Diante dessas divergências, a equipe de Felipe Peixoto realizou uma pesquisa documental que comprovasse uma das duas teses contraditórias. Até o momento, todos os documentos encontrados apontam para a comprovação dos estudos anteriores, isto é: as lagoas de Piratininga e Itaipu eram separadas do mar, não existindo uma barra permanente que pudesse fazer com que o nível das lagoas fosse influenciado pelas marés oceânicas. Dentre os documentos encontrados destacam-se os mapas antigos que mostram as lagoas separadas do mar por um cordão arenoso. São eles:
1- Plano Topográfico do Porto e Entrada do Rio de Janeiro e seus oredores de 1778 (mapoteca do Ministério das Relações Exteriores- reproduzido do livro Niterói Cidade Sorriso, de Carlos Wehrs)
2- new and most corect Chart of the Entrance and Harbour of Rio de Janeiro London 1821 (Centro de Hidrografia da Marinha)
3- Planta do Rio de Janeiro 1828 (Biblioteca Nacional reproduzido do livro São Lourenço, editado pela Prefeitura de Niterói)
4- Mapa produzido pela Station Francese de L Amerique Meridionale 1829 (Centro de Hidrografia da Marinha)
5- Carta Náutica de 1922. (Centro de Hidrografia da Marinha)
6- Carta Náutica de 1961. (Centro de Hidrografia da Marinha)
Esta tese é também confirmada por relatos históricos, como este trecho a respeito da Lagoa de Piratininga, atribuído a Aires do Casal, encontrado no livro Notas para a história de Niterói, de Maia Forte:
com três quartos de légua leste-oeste e largura proporcionada, fica pouco menos de milha afastada do Saco de São João de Caraí.

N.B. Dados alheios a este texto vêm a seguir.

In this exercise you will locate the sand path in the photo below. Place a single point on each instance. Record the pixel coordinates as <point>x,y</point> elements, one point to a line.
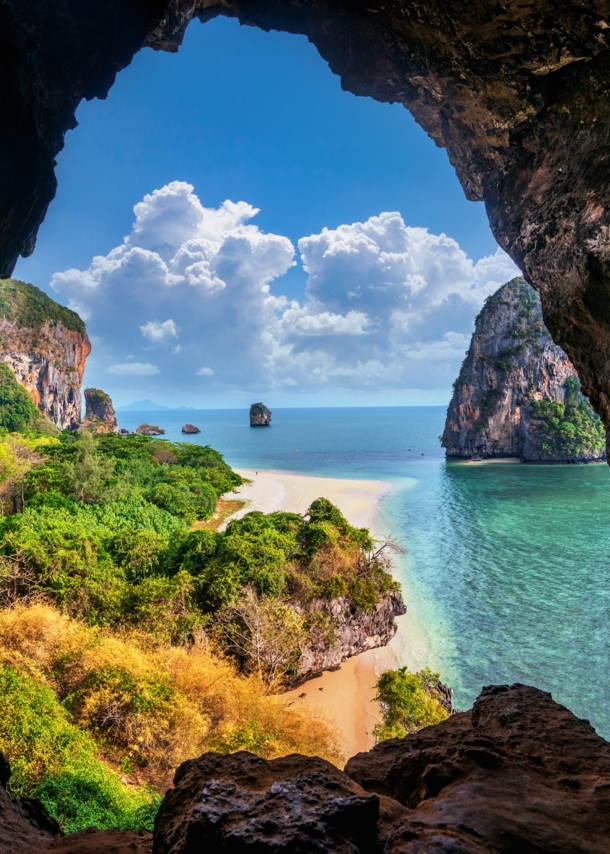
<point>344,696</point>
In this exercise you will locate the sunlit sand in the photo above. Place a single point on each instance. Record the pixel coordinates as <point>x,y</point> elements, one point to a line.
<point>346,695</point>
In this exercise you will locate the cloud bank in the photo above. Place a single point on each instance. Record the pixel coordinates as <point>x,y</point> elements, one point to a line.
<point>386,306</point>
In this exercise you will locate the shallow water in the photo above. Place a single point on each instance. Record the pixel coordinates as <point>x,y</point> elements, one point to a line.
<point>507,576</point>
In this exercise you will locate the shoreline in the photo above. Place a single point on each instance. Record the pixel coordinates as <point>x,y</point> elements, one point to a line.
<point>344,697</point>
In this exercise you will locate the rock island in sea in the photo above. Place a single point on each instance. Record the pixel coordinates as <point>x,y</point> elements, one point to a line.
<point>517,393</point>
<point>260,415</point>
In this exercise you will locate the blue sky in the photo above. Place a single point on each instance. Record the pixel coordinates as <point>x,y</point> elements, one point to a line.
<point>258,118</point>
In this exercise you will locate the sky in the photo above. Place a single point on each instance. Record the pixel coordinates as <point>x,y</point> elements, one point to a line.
<point>233,226</point>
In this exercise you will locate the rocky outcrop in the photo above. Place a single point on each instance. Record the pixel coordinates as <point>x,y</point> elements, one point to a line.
<point>99,412</point>
<point>516,93</point>
<point>347,631</point>
<point>511,364</point>
<point>517,773</point>
<point>149,430</point>
<point>46,346</point>
<point>260,416</point>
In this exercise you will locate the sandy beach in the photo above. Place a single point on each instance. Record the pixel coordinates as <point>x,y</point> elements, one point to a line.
<point>344,696</point>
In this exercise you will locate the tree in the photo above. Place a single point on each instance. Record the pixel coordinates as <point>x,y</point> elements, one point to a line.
<point>265,635</point>
<point>409,702</point>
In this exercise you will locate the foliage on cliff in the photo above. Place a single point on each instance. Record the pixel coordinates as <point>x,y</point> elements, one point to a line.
<point>409,702</point>
<point>567,430</point>
<point>94,723</point>
<point>130,641</point>
<point>18,413</point>
<point>30,308</point>
<point>517,393</point>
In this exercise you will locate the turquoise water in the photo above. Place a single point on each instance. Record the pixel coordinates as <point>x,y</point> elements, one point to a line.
<point>507,576</point>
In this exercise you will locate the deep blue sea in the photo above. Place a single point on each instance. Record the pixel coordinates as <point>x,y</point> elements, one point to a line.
<point>507,575</point>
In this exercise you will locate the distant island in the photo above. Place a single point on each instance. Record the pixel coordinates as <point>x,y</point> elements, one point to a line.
<point>517,393</point>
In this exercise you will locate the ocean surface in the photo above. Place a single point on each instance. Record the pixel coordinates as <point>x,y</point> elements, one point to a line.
<point>507,575</point>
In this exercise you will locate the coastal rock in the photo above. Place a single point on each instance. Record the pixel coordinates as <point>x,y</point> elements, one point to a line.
<point>46,346</point>
<point>511,363</point>
<point>260,416</point>
<point>99,412</point>
<point>517,773</point>
<point>149,430</point>
<point>354,630</point>
<point>242,803</point>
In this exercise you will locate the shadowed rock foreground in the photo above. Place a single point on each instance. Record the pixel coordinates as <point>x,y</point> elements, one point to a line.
<point>517,773</point>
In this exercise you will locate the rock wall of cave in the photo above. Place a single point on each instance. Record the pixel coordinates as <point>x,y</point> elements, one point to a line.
<point>517,94</point>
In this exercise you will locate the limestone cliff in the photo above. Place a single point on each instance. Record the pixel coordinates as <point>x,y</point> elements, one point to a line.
<point>260,416</point>
<point>46,346</point>
<point>349,631</point>
<point>517,394</point>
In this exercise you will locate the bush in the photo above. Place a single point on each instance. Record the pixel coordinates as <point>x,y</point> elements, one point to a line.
<point>568,430</point>
<point>55,761</point>
<point>409,702</point>
<point>147,706</point>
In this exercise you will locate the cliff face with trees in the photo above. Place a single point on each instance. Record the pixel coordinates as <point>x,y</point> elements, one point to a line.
<point>517,393</point>
<point>45,345</point>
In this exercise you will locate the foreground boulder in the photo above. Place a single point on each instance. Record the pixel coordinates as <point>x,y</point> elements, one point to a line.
<point>517,773</point>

É piscosa e separada do mar por um cômoro de areia formado pela ressaca, e que se rompe todos os invernos, para não se alagarem as terras adjacentes.
Diante destes documentos o trabalho aponta para as seguintes conclusões:
1- Não foi encontrado nenhum indício de existência do Canal do Tibau citado no laudo da SPU.
2- Não foi encontrado nenhum indício de influência de maré nas Lagoas de Piratininga e Itaipu, antes da abertura de barra em Itaipu. (a influência de maré é caracterizada pela oscilação periódica de 5 cm pelo menos no nível das águas, que ocorra em qualquer época do ano – decreto-lei 9.760/46)
3- Mesmo que venha a ser caracterizada a influência de maré nas lagoas, esta variação seria mínima, não se justificando a cota de +2,0 m adotada pala SPU para a demarcação.
4- A cota +2,0, adotada pala SPU, só se justificaria como cota de enchente, de origem pluvial, o que afastaria a tese de propriedade da União sobre as lagoas.